The topmost side of the chest, for there are five in all, has no inscription, but one can easily conjecture what the representations are. In a cave there is a woman sleeping with a man upon a bed, and we infer that they are Odysseus and Circe from the number of handmaids in front of the cave, and from their tasks. For the women are four in number, and they are engaged just as Homer has represented. And there is a Centaur, not with all his feet horses’ feet, for his forefeet are those of a man. And there are pair-horse chariots and women seated on the chariots: and the horses have gold wings, and a man is giving arms to one of the women. This is conjectured to refer to the death of Patroclus. For it is the Nereids on the chariots, and Thetis who is receiving arms from Hephæstus. For he who is giving the arms is lame, and behind is a servant with smith’s tongs. And the tradition about Chiron the Centaur is that, though he had left this world and been received into heaven, he returned to earth to comfort Achilles. And there are two maidens in a carriage drawn by mules, one is driving and the other has a veil on her head, they are thought to be Nausicaa, the daughter of Alcinous, and her attendant driving to the wash. And the man shooting at the Centaurs and killing some of them is manifestly Hercules, for this was one of his great feats.

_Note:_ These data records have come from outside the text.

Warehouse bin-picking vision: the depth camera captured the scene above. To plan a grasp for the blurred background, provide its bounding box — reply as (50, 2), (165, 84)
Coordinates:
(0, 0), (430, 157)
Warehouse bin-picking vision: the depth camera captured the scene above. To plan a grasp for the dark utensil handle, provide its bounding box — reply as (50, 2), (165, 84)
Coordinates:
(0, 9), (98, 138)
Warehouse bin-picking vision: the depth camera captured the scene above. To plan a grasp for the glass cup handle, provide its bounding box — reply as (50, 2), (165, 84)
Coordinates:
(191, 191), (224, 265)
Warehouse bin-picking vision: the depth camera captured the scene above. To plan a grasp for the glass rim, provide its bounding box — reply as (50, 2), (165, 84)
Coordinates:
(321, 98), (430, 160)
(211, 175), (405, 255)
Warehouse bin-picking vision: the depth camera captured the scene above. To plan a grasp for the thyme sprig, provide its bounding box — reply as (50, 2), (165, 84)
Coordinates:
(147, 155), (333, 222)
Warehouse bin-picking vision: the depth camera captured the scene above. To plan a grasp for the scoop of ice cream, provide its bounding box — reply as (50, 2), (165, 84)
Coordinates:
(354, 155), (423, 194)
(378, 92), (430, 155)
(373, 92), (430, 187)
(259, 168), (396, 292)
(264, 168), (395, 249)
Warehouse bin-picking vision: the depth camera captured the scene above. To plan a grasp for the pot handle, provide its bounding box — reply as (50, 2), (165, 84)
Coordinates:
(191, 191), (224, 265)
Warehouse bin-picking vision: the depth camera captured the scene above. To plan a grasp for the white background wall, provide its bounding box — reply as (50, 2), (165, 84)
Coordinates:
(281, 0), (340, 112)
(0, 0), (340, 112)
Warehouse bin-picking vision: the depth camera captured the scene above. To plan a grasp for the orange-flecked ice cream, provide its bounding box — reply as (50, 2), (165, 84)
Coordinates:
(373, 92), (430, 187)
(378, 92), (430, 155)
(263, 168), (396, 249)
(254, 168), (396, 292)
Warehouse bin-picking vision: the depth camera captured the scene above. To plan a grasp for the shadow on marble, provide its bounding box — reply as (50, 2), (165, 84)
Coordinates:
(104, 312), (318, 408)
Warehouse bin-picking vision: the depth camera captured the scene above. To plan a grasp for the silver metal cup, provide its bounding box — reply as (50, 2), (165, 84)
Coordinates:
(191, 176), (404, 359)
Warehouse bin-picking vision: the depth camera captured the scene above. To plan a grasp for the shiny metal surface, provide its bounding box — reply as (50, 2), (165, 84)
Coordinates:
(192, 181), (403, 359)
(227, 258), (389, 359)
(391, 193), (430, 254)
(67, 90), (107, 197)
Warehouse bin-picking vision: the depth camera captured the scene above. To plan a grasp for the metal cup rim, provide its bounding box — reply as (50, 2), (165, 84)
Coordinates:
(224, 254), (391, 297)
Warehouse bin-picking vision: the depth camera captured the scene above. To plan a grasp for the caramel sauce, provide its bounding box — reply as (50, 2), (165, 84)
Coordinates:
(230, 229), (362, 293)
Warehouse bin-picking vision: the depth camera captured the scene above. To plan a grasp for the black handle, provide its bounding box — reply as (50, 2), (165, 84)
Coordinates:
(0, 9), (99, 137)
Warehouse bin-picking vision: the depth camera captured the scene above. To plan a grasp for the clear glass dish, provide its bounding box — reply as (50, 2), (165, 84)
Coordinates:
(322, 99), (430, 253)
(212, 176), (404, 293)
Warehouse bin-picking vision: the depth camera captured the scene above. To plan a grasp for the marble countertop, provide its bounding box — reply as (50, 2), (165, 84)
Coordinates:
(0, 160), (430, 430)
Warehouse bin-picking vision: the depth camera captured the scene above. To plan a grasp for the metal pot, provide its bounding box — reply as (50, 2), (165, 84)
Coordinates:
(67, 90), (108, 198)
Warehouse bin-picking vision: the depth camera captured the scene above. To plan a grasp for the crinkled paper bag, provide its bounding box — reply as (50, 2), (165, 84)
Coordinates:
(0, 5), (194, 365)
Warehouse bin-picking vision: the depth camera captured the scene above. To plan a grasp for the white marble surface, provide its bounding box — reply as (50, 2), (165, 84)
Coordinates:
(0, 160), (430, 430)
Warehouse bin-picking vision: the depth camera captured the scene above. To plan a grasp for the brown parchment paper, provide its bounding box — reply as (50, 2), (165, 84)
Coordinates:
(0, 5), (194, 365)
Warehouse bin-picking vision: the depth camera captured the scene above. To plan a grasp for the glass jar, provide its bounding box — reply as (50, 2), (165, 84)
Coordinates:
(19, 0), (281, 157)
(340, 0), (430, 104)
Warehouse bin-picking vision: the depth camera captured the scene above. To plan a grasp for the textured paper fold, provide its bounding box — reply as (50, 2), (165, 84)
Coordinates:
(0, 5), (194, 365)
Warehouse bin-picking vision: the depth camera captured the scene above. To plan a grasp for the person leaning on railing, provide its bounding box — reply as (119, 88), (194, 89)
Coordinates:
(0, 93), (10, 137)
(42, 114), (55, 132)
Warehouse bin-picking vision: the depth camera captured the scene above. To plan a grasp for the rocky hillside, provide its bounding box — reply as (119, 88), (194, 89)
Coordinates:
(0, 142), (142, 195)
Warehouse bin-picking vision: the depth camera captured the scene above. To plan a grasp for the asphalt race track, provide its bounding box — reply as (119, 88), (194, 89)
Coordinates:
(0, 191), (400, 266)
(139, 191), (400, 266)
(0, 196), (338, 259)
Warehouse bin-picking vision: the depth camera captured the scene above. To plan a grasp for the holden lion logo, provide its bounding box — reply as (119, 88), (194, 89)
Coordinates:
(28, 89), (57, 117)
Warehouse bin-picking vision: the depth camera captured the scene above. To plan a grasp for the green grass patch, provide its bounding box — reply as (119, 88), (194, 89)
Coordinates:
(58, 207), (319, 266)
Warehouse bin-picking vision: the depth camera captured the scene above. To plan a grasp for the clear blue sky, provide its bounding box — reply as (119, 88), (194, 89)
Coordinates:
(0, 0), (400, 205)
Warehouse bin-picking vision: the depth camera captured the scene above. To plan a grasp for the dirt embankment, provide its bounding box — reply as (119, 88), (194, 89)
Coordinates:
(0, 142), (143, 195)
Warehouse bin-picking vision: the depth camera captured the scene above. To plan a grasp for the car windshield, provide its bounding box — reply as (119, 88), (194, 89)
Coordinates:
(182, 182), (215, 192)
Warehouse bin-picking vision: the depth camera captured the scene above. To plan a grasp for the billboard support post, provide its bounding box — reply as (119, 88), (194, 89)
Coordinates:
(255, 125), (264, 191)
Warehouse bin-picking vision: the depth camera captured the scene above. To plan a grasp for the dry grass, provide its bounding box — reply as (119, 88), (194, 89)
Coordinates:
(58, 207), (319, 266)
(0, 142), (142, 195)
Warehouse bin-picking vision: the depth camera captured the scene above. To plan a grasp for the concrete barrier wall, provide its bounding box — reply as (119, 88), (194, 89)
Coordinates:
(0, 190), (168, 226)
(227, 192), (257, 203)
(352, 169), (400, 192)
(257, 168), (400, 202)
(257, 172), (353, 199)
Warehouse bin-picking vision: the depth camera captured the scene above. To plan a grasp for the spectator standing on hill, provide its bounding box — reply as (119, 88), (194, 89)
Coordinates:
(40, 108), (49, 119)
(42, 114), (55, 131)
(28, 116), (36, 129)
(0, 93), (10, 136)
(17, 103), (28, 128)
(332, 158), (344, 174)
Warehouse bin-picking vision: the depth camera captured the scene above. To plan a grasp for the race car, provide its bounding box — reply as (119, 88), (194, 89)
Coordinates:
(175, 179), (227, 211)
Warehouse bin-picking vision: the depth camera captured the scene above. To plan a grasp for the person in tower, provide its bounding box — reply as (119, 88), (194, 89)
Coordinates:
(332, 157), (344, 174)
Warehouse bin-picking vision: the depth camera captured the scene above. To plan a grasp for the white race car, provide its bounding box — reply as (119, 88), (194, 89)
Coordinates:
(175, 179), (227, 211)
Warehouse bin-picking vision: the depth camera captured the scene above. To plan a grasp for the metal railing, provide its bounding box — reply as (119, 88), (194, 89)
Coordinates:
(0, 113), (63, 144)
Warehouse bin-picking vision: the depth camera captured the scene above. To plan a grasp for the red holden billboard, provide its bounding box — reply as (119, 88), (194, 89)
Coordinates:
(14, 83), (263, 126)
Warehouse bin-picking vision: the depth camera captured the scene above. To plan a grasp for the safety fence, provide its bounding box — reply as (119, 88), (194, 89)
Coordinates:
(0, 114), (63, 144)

Who it was that constructed this chest it is quite impossible to conjecture: the inscriptions on it might have been composed by anybody, but suspicion points to Eumelus the Corinthian, both on other grounds, and because of the Processional Hymn which he composed in reference to Delos.

CHAPTER XX.

There are also here besides the chest several votive offerings, as a bed of no great size adorned with much ivory, and the quoit of Iphitus, and the table on which the crowns for the victors are deposited. The bed was they say a plaything of Hippodamia: and the quoit of Iphitus has written on it the armistice between the people of Elis and the Olympians not straight down it, but all round the quoit: and the table is of ivory and gold, the design of Colotes, who was they say a native of Heraclea. And those who take interest in artificers say that he was a Parian and the pupil of Pasiteles, who was himself the pupil of....[73] There too are statues of Hera, and Zeus, and the Mother of the Gods, and Hermes, and Apollo, and Artemis. And behind is a representation of the games. On one side is Æsculapius and Hygiea, one of the daughters of Æsculapius, and Ares and Contest by him, and on another is Pluto and Dionysus and Proserpine and some Nymphs, one of them with a ball. And Pluto has his key, with which (they say) what is called Hades is locked, and then no one can return from it.

An account which I received from Aristarchus, the Interpreter of Antiquities at Olympia, I must not omit. He said that in his youth, when the people of Elis restored the roof of the temple of Hera, the body of a dead man in heavy armour, who had been badly wounded, was found between the sham roof and the roof on which the tiles lay. This man was a combatant in the battle fought inside Altis between the Lacedæmonians and the people of Elis. For the people of Elis climbed up to the temples of the gods, and all high buildings alike, for the purpose of defence. This man therefore probably got up into that place, in a fainting condition from his wounds, and, on his death, neither the heat of summer nor the chills of winter would be likely to injure his dead body, as he lay stowed away and covered up. And Aristarchus added, that they carried the corpse outside Altis and buried it armour and all.

And the pillar, which the people of Elis call the pillar of Œnomaus, is as you go from the great altar to the temple of Zeus, and there are 4 pillars on the left and a roof over them. These pillars support a wooden one worn out by age, and only held together by iron clamps. This pillar was once according to tradition in the house of Œnomaus: and when the god struck the house with lightning, the fire consumed all the house but this one pillar. And a brazen tablet contains some Elegiac lines referring to this.

“I am the only vestige, stranger, of a famous house, I once was a pillar in Œnomaus’ house, but now near Zeus I am in iron clamps in honour: the destructive fire has not consumed me.”